Depois do sucesso no uso da cláusula em follow-ons, foi a vez de um IPO. Na abertura de capital da rede de joias Vivara, 8% do total de ações vendidas têm a ‘trava’. A diferença, nesse caso, é o tempo: dos 13% destinados ao varejo, 5% foram ações normais, sem lock-up. As demais foram divididas em lock-up de 45 dias (5%) e lock-up de 120 dias (3%).

Os organizadores fizeram a divisão para evitar uma grande oscilação tanto no IPO, quanto no vencimento do lock-up.

Nas redes sociais, investidores se mostraram frustrados e confusos ao conseguir arrematar poucas ações. “Não entendi essa da Vivara. Fiz uma reserva de 5 mil ações e me reservaram 6 ações apenas??? Nunca vi uma reserva tão baixa”, comentou um internauta.

Para participantes do mercado, o modelo será regra no futuro. Quanto mais atenuado o risco pessoa-física, mais chances de sucesso na oferta.

No entanto, segundo a professora de Finanças do Insper, Andrea Minardi, o lock-up só funciona se houver grande demanda de pessoas físicas, como no caso da Vivara. A rede de joias tinha interesse na participação destes investidores e promoveu ações de marketing em torno do seu IPO. “O investidor não vai querer o lock-up em ofertas pouco procuradas, de empresas menores”, afirma Minardi.

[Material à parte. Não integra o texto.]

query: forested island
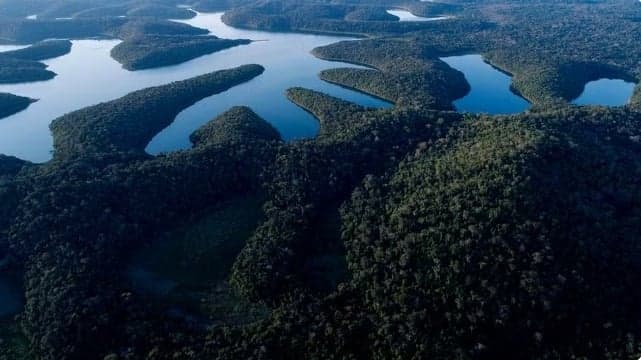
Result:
[111,35,250,70]
[0,93,35,119]
[0,40,71,84]
[0,0,641,360]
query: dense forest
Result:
[0,93,35,119]
[0,0,641,360]
[111,35,250,70]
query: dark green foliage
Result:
[111,35,250,71]
[0,56,56,84]
[0,93,35,119]
[0,18,127,43]
[51,65,264,159]
[0,40,71,84]
[0,0,641,360]
[115,19,209,39]
[344,111,641,359]
[190,106,280,147]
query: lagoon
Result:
[441,55,530,114]
[0,13,392,162]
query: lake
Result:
[441,55,530,114]
[0,13,392,162]
[572,79,636,106]
[387,9,451,21]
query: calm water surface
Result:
[0,13,391,162]
[441,55,530,114]
[387,9,451,21]
[572,79,636,106]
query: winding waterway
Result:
[441,55,530,114]
[387,9,451,21]
[0,273,22,318]
[0,13,392,162]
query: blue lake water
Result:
[572,79,636,106]
[441,55,530,114]
[387,9,451,21]
[0,13,392,162]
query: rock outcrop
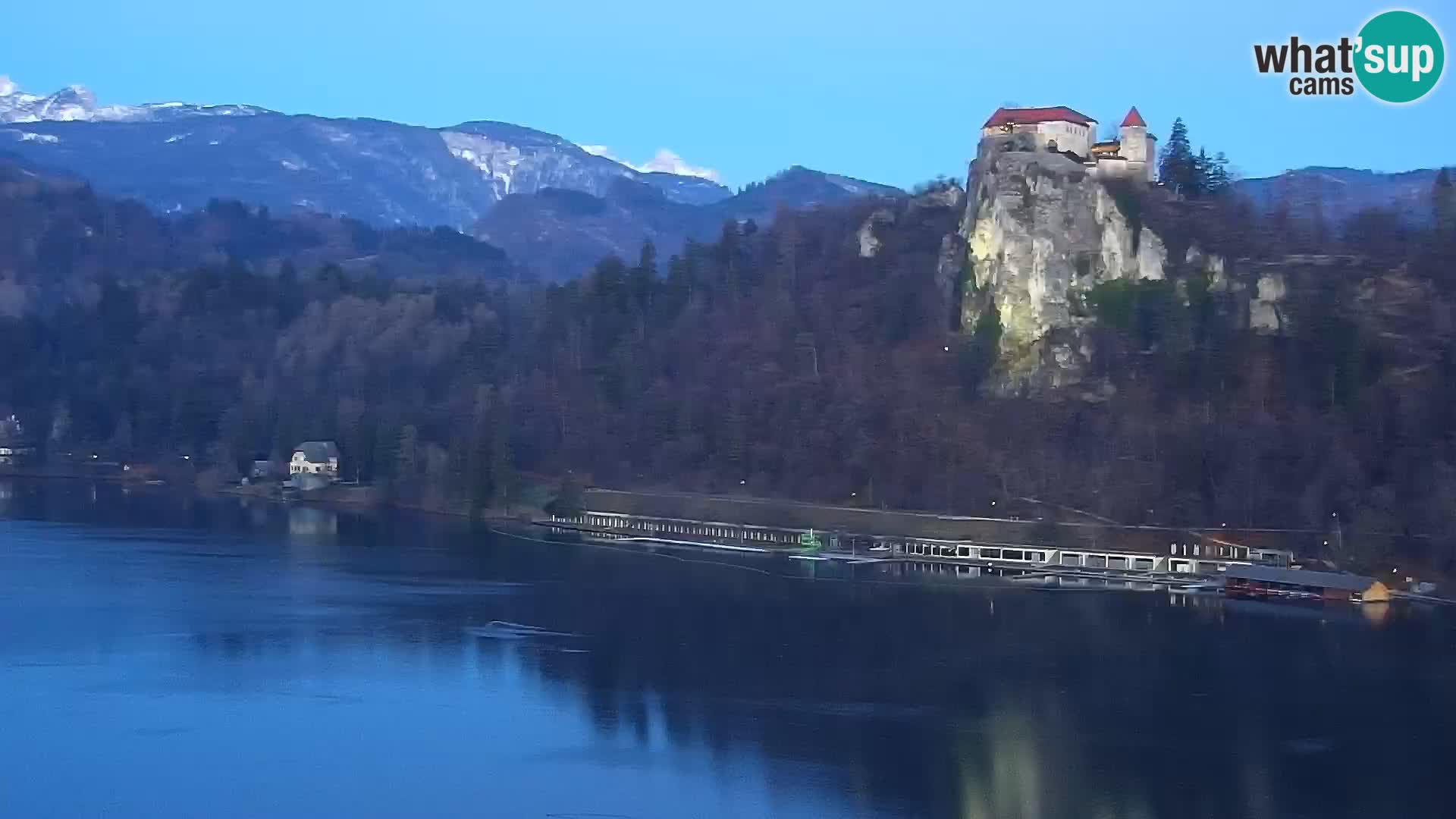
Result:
[961,134,1168,392]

BMG – No IPO do BMG, de menor magnitude (R$ 1,39 bilhão), o uso de lock-up foi mais tímido: 3,08% do total das ações com prazo único de 45 dias.

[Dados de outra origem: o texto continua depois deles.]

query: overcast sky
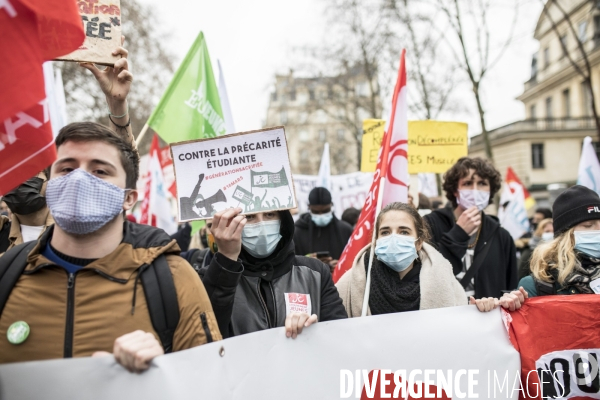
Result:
[143,0,541,134]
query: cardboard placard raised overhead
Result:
[171,126,296,221]
[408,121,469,174]
[57,0,121,66]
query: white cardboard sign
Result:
[57,0,121,67]
[171,127,296,221]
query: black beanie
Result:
[552,185,600,237]
[308,187,331,206]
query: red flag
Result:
[333,50,408,282]
[0,0,85,194]
[501,294,600,399]
[0,0,85,122]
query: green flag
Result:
[148,32,226,143]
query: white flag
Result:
[498,182,529,239]
[577,136,600,194]
[43,61,68,137]
[217,60,235,134]
[317,143,332,192]
[419,173,439,197]
[140,135,177,235]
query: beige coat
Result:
[336,243,468,318]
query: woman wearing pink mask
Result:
[425,157,518,298]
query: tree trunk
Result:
[473,84,494,164]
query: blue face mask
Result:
[310,211,333,227]
[242,220,281,258]
[375,233,417,272]
[573,231,600,258]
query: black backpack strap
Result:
[0,216,12,254]
[460,232,496,288]
[140,254,179,353]
[0,240,37,315]
[533,278,556,296]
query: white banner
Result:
[0,306,520,400]
[171,127,296,221]
[294,172,373,217]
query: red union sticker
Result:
[284,293,312,316]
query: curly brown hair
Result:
[442,157,502,207]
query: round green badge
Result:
[6,321,29,344]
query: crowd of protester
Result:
[0,39,600,372]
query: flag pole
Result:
[135,123,150,147]
[360,177,385,317]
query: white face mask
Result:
[542,232,554,242]
[456,189,490,211]
[242,220,281,258]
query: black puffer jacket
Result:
[294,213,352,260]
[203,211,348,338]
[424,207,519,299]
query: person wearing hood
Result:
[519,185,600,297]
[203,208,347,338]
[0,170,54,254]
[294,187,352,271]
[425,157,518,298]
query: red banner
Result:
[505,294,600,399]
[0,0,85,122]
[0,0,85,194]
[333,50,408,282]
[0,99,56,195]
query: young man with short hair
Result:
[424,157,518,298]
[0,122,221,371]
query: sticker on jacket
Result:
[283,293,312,316]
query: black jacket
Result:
[202,210,348,338]
[425,208,519,299]
[294,213,352,260]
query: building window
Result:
[300,149,308,161]
[560,33,569,58]
[578,21,587,43]
[594,15,600,44]
[531,53,537,79]
[298,129,308,142]
[563,89,571,118]
[319,129,327,142]
[546,97,552,118]
[531,143,544,169]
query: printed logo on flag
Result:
[535,349,600,399]
[284,293,312,316]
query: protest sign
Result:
[171,127,296,221]
[57,0,121,67]
[360,119,385,172]
[0,306,520,400]
[294,172,373,217]
[408,121,468,174]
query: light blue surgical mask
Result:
[310,211,333,227]
[573,231,600,258]
[375,233,417,272]
[242,220,281,258]
[46,168,128,235]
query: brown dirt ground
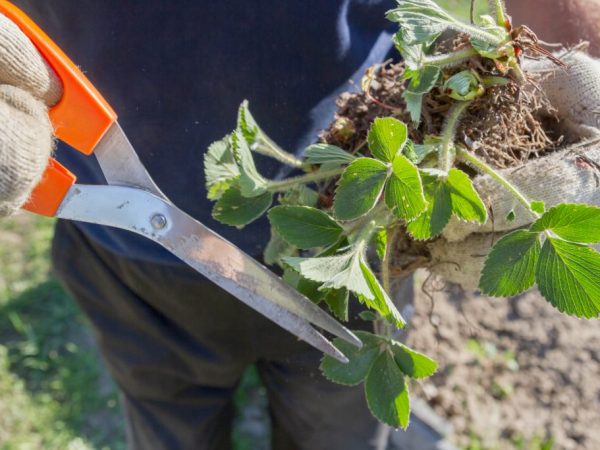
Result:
[408,276,600,450]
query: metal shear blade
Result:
[57,124,362,362]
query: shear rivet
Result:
[150,214,167,230]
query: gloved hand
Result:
[429,52,600,290]
[0,15,62,217]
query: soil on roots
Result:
[320,59,564,168]
[320,43,572,277]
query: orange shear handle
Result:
[0,0,117,216]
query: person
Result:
[0,0,600,450]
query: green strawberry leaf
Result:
[284,249,373,298]
[535,238,600,318]
[231,130,268,198]
[365,351,410,429]
[204,136,240,200]
[392,32,427,70]
[447,169,488,224]
[373,228,387,261]
[304,144,356,165]
[333,158,388,220]
[367,117,408,162]
[283,249,406,328]
[359,261,406,328]
[385,154,427,221]
[530,201,546,214]
[358,309,379,322]
[324,289,350,322]
[479,230,542,297]
[407,171,452,240]
[269,206,344,249]
[212,184,273,228]
[320,331,381,386]
[392,341,438,379]
[531,203,600,244]
[263,228,297,265]
[387,0,502,45]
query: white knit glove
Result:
[0,14,62,217]
[430,53,600,290]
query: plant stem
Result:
[490,0,506,27]
[422,46,478,67]
[267,167,346,192]
[439,101,471,172]
[511,63,527,84]
[254,133,304,168]
[457,147,540,219]
[375,225,398,338]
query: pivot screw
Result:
[150,214,168,230]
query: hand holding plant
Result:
[205,0,600,427]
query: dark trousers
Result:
[52,221,376,450]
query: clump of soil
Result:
[408,280,600,450]
[320,39,570,278]
[320,35,563,168]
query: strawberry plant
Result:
[205,0,600,428]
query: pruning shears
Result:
[0,0,362,362]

Para a especialista, a cláusula é benéfica para o mercado. “Se a flipagem é muito grande, o preço no IPO cai demais e o investidor pessoa física perde dinheiro. Com essa regra, há mais chances de estabilidade no papel.” Ela não recomenda a flipagem, pelo alto risco da operação, e aponta que não se deve pensar o investimento em renda variável no curto prazo.

Rafael Passos, analista da Guide Investimentos, também vê o emprego do lock-up como positivo. “Os coordenadores da oferta não querem especuladores que vendem ações no primeiro dia de negociação. Eles querem investidores com interesse em se posicionar na empresa. Quanto mais participação do varejo, geralmente, pior o IPO”.

Ele diz que a cláusula não deve desencorajar a participação em ofertas de ações. “Se é uma empresa que o investidor avaliou, gosta e acredita, melhor entrar no lock-up para conseguir garimpar mais ações”.